Through the Facebook page she established, women can share advice or simply have community discussions.

“There are a large number of Moroccan Facebook pages that share jokes and fun content. It is what works well,” admits Chaloun, disappointed by the way Moroccans consume content on social media.

“To counter a difficult social atmosphere, it is normal for people to mostly consume entertaining and light content on the internet,” she explains.

But Chaloun believes that there is also space for content like hers, which provides useful and valuable information for Maghrebi women wanting to travel.

Moroccan children play online videogames, use social media and watch videos on computers at a five seat cybercafe in the old medina of Casablanca (MEE/Sebastian Castelier)

Poverty and lack of access

In an internet cafe in the old medina of Casablanca, some teenagers are working on five computers that seem to be between 10 and 15 years old. The hourly cost to use them is five Moroccan dirhams ($0.54).

With neither a smartphone nor a computer to call his own, Zoubir, a 16-year-old high school student, has been coming to the cafe since the age of seven.

“Coming here, and especially on Facebook, gives me a chance to speak with my friends and follow the news. For example, there are pages which share historical information about my district,” he adds.

Mr El Hadaoui, who has managed the internet cafe for two years, says that most of his customers do not have internet access at home.
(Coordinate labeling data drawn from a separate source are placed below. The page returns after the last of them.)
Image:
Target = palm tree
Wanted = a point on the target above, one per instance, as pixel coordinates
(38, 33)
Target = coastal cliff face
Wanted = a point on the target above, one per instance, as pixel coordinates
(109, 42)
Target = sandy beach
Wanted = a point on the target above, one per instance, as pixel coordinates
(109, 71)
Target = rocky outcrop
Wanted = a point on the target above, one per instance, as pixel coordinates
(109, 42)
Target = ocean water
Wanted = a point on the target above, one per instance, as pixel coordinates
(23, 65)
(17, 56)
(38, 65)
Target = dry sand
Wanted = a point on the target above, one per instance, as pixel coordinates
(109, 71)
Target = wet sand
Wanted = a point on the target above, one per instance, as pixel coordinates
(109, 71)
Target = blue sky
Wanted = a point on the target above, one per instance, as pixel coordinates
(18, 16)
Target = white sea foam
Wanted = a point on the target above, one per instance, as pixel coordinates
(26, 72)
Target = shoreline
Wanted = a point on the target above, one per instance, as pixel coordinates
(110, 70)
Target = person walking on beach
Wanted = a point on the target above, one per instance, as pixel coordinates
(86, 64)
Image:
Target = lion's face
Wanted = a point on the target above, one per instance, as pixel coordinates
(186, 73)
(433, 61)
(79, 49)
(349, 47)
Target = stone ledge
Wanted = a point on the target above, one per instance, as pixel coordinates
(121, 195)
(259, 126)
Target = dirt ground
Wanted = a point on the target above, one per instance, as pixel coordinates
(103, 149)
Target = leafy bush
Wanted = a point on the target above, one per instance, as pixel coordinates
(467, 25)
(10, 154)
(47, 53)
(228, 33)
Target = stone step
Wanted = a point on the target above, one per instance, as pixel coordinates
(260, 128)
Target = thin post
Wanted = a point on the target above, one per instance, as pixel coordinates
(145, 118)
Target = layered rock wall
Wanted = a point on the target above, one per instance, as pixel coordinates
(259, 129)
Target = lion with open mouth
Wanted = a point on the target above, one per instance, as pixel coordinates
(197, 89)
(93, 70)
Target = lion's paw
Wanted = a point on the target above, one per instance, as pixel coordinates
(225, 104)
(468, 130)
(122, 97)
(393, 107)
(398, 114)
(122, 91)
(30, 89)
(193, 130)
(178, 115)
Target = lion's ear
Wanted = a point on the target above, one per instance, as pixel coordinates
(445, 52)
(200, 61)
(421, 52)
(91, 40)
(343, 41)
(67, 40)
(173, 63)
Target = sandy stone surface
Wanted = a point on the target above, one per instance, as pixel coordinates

According to the National Telecommunications Regulatory Agency, around 68 percent of the Moroccan population was connected to the internet in 2016.

The old medina lies in the remaining 32 percent, where it is common for residents to not have internet access in their homes because they can’t afford it.

‘New world’

 

About a 10-hour drive from the growing digital ecosystem of Casablanca, a 4G antenna has been recently installed in the small mountainous village of Ait Daoud.

“I discover new websites and use Google, Facebook, and Whatsapp,” says Ibrahim Zerroual, who runs a coffee shop in the village. “You speak with people, you check the weather report, newspapers – it is like seeing a new world,” he says.

According to Zerroual, in the past, just being connected to an antenna was a difficult feat. Late into the night, young people would climb up the surrounding hills to connect to the antenna of a nearby village.

“Before, we would send letters and wait fifteen days for a reply,” says Zerroual with a wide smile, comparing the arrival of the internet to the arrival of electricity.

In Morocco, the digital and communication revolution is changing how people live and how they see the world. For digital pioneers like Amine Benboubker it can’t happen soon enough.